OPINION:
When future historians assess President Biden’s first 100 days, it may be an event that occurred on the 42nd day of his administration that they deem the most important. On March 2, Biden quietly met for more than two hours with presidential historians who, discussing the presidencies of “some of his most admired predecessors,” Franklin D. Roosevelt and Lyndon Johnson, reinforced Mr. Biden’s desire to “think big, go big” on policy.
Given that President Roosevelt created Social Security, and President Johnson created Medicare — which, together, have done more to grow the size and scope of government than any two federal initiatives before or since — the cost of satisfying Mr. Biden’s desire for ego gratification could end up running into the trillions and could result in significantly — and negatively — changing the relationship between the U.S. citizenry and the state in ways that would have caused even Roosevelt and Johnson to recoil.
Consider:
Mr. Biden knows his agenda is so radical, so extreme, that he cannot hope to pass it and keep it intact without first fundamentally changing the rules of the political game. Consequently, he’s moving on all fronts to do just that.
That’s why Mr. Biden supports The Corrupt Politicians Act, also known as H.R. 1, a bill that would virtually federalize election administration, gut voter identification laws, mandate automatic voter registration (even for illegal immigrants), prohibit the rejection of any voter registration application, remove accountability in redistricting, turn the Federal Election Commission from a bipartisan election monitor to a partisan attack machine, and usher in a host of other so-called “reforms” that would tilt the electoral playing field permanently toward Democrats.
Then there is Biden’s intimidation of the Supreme Court. The left’s determination to redress what it sees as “imbalance” on the Supreme Court is so robust that it even includes legislation to overturn a 152-year-old bipartisan agreement that nine is the correct number of justices for the high court.
Mr. Biden’s nod to this impulse — to appoint a commission to study the issue — isn’t meant merely to assuage the radical impulses of his most extreme supporters, it’s meant to intimidate the members of the Supreme Court. “Nice court you have here,” he’s saying. “Shame if something happened to it.”
Further, Mr. Biden has made clear he’s not afraid to blow up the filibuster — and the Senate with it — if he concludes it is necessary to enact his agenda.
Moreover, on Tuesday, the Biden administration made it official: In a statement of administration policy, the Office of Management and Budget said Congress should “provide for a swift and orderly transition to statehood” for the District of Columbia, and called for passage of H.R. 51, the Washington, D.C. Admission Act. Why? So Democrats can add two more senators to their count, in perpetuity.
So … admitting the District of Columbia as a state; breaking the filibuster if necessary; federalizing election administration and tilting the electoral playing field to the left permanently; even enlarging the Supreme Court if its justices don’t get the message. The procedural agenda demands a wholesale repeal of what makes American politics unique — our stability.
Neither Roosevelt nor Johnson — both of whom enjoyed overwhelming Democratic control of the Congress to help enact their Big Government agendas — ever imagined wielding power so ruthlessly. That Mr. Biden — who enjoys only the slimmest of majorities in each chamber on Capitol Hill — does so without thinking twice is a testament to his guile.
One hundred days in, it’s clear: If Mr. Biden has his way, the size and scope of the American government will grow to a level never even contemplated by Roosevelt or Johnson. We’ve already overspent so much for so long that the size of our national debt swamps our annual economic output, a level that has not been seen since World War II. Just how much more does Mr. Biden think we can borrow before it all comes crashing down and we’re reduced to being a somewhat larger version of Venezuela?

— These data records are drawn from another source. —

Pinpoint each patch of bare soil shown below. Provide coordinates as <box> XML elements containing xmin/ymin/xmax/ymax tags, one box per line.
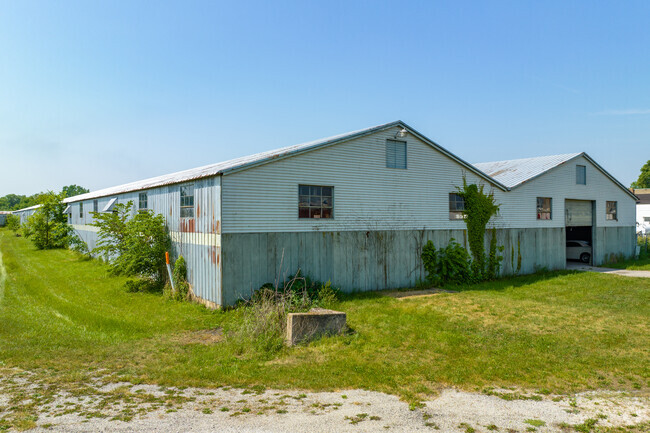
<box><xmin>174</xmin><ymin>328</ymin><xmax>223</xmax><ymax>346</ymax></box>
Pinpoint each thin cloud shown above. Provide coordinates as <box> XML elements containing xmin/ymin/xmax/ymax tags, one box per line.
<box><xmin>594</xmin><ymin>108</ymin><xmax>650</xmax><ymax>116</ymax></box>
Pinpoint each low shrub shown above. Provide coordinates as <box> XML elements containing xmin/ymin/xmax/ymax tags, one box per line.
<box><xmin>7</xmin><ymin>214</ymin><xmax>20</xmax><ymax>236</ymax></box>
<box><xmin>421</xmin><ymin>238</ymin><xmax>472</xmax><ymax>286</ymax></box>
<box><xmin>229</xmin><ymin>270</ymin><xmax>339</xmax><ymax>354</ymax></box>
<box><xmin>23</xmin><ymin>191</ymin><xmax>72</xmax><ymax>250</ymax></box>
<box><xmin>91</xmin><ymin>201</ymin><xmax>171</xmax><ymax>291</ymax></box>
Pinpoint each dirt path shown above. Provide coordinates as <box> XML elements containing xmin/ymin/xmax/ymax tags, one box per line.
<box><xmin>0</xmin><ymin>369</ymin><xmax>650</xmax><ymax>433</ymax></box>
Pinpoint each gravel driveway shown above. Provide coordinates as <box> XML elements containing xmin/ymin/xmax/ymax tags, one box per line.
<box><xmin>0</xmin><ymin>376</ymin><xmax>650</xmax><ymax>433</ymax></box>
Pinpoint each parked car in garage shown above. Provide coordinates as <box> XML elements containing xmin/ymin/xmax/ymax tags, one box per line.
<box><xmin>566</xmin><ymin>241</ymin><xmax>591</xmax><ymax>263</ymax></box>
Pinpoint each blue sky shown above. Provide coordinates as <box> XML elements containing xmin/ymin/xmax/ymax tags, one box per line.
<box><xmin>0</xmin><ymin>0</ymin><xmax>650</xmax><ymax>196</ymax></box>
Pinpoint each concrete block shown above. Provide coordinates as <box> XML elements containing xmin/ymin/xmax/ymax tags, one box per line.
<box><xmin>287</xmin><ymin>308</ymin><xmax>346</xmax><ymax>346</ymax></box>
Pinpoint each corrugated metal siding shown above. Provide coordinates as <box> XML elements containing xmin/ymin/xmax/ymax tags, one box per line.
<box><xmin>222</xmin><ymin>127</ymin><xmax>504</xmax><ymax>233</ymax></box>
<box><xmin>70</xmin><ymin>176</ymin><xmax>222</xmax><ymax>305</ymax></box>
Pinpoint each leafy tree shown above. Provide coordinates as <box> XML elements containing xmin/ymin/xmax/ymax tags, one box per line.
<box><xmin>11</xmin><ymin>193</ymin><xmax>43</xmax><ymax>210</ymax></box>
<box><xmin>61</xmin><ymin>185</ymin><xmax>90</xmax><ymax>198</ymax></box>
<box><xmin>7</xmin><ymin>214</ymin><xmax>20</xmax><ymax>236</ymax></box>
<box><xmin>91</xmin><ymin>201</ymin><xmax>171</xmax><ymax>289</ymax></box>
<box><xmin>630</xmin><ymin>160</ymin><xmax>650</xmax><ymax>188</ymax></box>
<box><xmin>25</xmin><ymin>191</ymin><xmax>72</xmax><ymax>250</ymax></box>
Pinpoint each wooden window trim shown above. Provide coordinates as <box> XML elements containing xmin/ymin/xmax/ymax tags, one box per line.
<box><xmin>298</xmin><ymin>184</ymin><xmax>334</xmax><ymax>220</ymax></box>
<box><xmin>536</xmin><ymin>197</ymin><xmax>553</xmax><ymax>221</ymax></box>
<box><xmin>605</xmin><ymin>201</ymin><xmax>618</xmax><ymax>221</ymax></box>
<box><xmin>179</xmin><ymin>184</ymin><xmax>194</xmax><ymax>218</ymax></box>
<box><xmin>449</xmin><ymin>192</ymin><xmax>465</xmax><ymax>221</ymax></box>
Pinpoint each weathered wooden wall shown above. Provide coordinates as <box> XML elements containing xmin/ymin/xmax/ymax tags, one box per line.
<box><xmin>221</xmin><ymin>228</ymin><xmax>566</xmax><ymax>305</ymax></box>
<box><xmin>592</xmin><ymin>226</ymin><xmax>636</xmax><ymax>266</ymax></box>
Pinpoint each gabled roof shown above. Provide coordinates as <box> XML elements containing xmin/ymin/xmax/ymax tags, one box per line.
<box><xmin>474</xmin><ymin>152</ymin><xmax>637</xmax><ymax>200</ymax></box>
<box><xmin>12</xmin><ymin>204</ymin><xmax>43</xmax><ymax>212</ymax></box>
<box><xmin>634</xmin><ymin>188</ymin><xmax>650</xmax><ymax>204</ymax></box>
<box><xmin>474</xmin><ymin>153</ymin><xmax>581</xmax><ymax>188</ymax></box>
<box><xmin>63</xmin><ymin>120</ymin><xmax>507</xmax><ymax>203</ymax></box>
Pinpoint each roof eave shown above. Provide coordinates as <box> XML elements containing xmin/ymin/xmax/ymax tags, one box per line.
<box><xmin>218</xmin><ymin>120</ymin><xmax>404</xmax><ymax>176</ymax></box>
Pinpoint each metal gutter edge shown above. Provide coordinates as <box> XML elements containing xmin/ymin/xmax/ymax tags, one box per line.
<box><xmin>219</xmin><ymin>120</ymin><xmax>400</xmax><ymax>175</ymax></box>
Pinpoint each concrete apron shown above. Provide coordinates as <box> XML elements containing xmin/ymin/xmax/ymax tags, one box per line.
<box><xmin>566</xmin><ymin>263</ymin><xmax>650</xmax><ymax>278</ymax></box>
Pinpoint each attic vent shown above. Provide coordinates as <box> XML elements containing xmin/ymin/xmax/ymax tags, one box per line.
<box><xmin>386</xmin><ymin>140</ymin><xmax>406</xmax><ymax>169</ymax></box>
<box><xmin>102</xmin><ymin>198</ymin><xmax>117</xmax><ymax>212</ymax></box>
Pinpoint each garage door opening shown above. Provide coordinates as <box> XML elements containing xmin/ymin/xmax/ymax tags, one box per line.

The political problem for Mr. Biden, of course, is that there is absolutely no evidence that the American public is with him on this radical agenda. We know what happens when presidents get too far out of touch with the electorate: The last two Democrats to hold the office overreached, and were punished by the electorate accordingly — President Bill Clinton lost control of the House and Senate and became the first Democrat since President Harry Truman to have to deal with a GOP Congress, and President Barack Obama, too, lost control of the House, and, with it, his ability to enact his agenda.
And those two Democrats weren’t even trying to break the system to enact their agendas. How will the electorate react to Mr. Biden’s willingness to repeal more than two centuries’ worth of stability in pursuit of a spot on Mount Rushmore? I smile at the thought. The midterm elections cannot get here fast enough.
• Jenny Beth Martin is the co-founder and national coordinator of the Tea Party Patriots.